For a considerable period after the EU deadline of 17 October 2024, Poland remained in the group of Member States that had not notified full implementation of the directive. The European Commission therefore issued a reasoned opinion on 7 May 2025 for failure to notify full transposition measures.
The legislative process has now concluded and the directive has been incorporated into Polish law through amendments to the Act on the National Cybersecurity System (Krajowy System Cyberbezpieczeństwa – KSC).
Before the NIS 2 Directive, Poland implemented the original NIS Directive through the Act of 5 July 2018 on the National Cybersecurity System. This law created the Polish cybersecurity governance architecture and established obligations for operators of essential services and digital service providers. The act also defined the institutional structure of the national cybersecurity system, including the network of national CSIRTs and the coordination mechanisms for incident reporting and response.
Although the 2018 act provided the basic regulatory infrastructure, its scope and regulatory model corresponded to the more limited framework of the first NIS Directive. Consequently, extensive legislative amendments were required to align Polish law with the broader requirements of NIS 2.
Under Article 41 of Directive (EU) 2022/2555, Member States were required to adopt national implementing legislation by 17 October 2024. Poland did not meet this deadline.
During 2024 and 2025 the Polish government prepared a series of draft amendments to the National Cybersecurity System Act designed to implement the directive. Several successive drafts were circulated and debated within the government and parliament, reflecting the complexity and political sensitivity of the reform.
The legislative process proved controversial, particularly because of provisions relating to the exclusion of so-called “high risk vendors” from certain sectors and the expansion of regulatory oversight over digital infrastructure providers.
The decisive milestone occurred in February 2026, when the Polish Parliament adopted amendments to the Act on the National Cybersecurity System implementing the NIS 2 Directive. The final legislative step took place on 19 February 2026, when the President of Poland signed the amendment into law. This presidential signature formally completed the legislative process and marked the legal transposition of NIS 2 into Polish law.

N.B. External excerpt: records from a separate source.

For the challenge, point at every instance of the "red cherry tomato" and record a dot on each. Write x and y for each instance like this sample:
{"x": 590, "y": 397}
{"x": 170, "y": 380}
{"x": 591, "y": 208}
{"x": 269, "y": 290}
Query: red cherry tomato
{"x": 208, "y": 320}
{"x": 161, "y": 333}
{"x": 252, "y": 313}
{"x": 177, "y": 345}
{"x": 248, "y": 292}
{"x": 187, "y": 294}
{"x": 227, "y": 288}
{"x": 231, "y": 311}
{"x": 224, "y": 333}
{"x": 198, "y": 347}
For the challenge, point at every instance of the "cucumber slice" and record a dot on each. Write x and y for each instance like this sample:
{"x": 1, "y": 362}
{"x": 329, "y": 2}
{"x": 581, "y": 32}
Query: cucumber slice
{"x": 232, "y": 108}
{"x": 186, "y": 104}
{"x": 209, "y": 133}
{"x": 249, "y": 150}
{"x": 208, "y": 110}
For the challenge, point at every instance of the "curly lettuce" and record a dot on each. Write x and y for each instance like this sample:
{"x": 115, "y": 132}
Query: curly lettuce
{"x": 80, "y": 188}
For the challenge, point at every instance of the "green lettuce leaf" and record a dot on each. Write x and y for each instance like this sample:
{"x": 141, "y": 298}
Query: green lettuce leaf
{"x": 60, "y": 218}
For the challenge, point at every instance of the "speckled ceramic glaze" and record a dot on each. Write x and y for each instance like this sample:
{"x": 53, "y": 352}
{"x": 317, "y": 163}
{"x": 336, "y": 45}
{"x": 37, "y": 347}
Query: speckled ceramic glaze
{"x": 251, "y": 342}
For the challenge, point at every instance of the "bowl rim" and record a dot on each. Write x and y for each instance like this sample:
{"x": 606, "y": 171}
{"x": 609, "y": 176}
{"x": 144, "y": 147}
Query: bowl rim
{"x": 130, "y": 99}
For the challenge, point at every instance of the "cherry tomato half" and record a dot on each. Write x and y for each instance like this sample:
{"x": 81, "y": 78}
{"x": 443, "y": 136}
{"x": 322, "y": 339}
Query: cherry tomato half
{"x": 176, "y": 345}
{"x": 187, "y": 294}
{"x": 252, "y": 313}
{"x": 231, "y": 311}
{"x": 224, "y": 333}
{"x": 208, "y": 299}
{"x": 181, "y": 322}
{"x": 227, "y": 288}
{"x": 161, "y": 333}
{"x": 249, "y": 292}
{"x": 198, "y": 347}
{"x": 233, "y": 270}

Poland chose to implement the directive through a major amendment to an existing cybersecurity statute rather than adopting a completely new law. This legislative approach preserves the basic structure of the National Cybersecurity System Act, while substantially expanding its scope and regulatory mechanisms.
The amended act introduces several significant changes. The number of regulated entities will increase dramatically, potentially expanding from a few hundred organisations under the earlier framework to tens of thousands of entities across multiple sectors of the economy.
The law also strengthens supervisory powers, introduces governance obligations for management bodies, and establishes mechanisms for identifying and restricting high-risk ICT suppliers considered to pose national security risks.
The Polish cybersecurity framework continues to rely on a network based institutional model. The national cybersecurity system includes CSIRTs and supervisory authorities responsible for monitoring compliance and coordinating incident response. The amendments expand the responsibilities of these institutions and provide additional regulatory tools for addressing cybersecurity threats affecting critical infrastructure and digital services.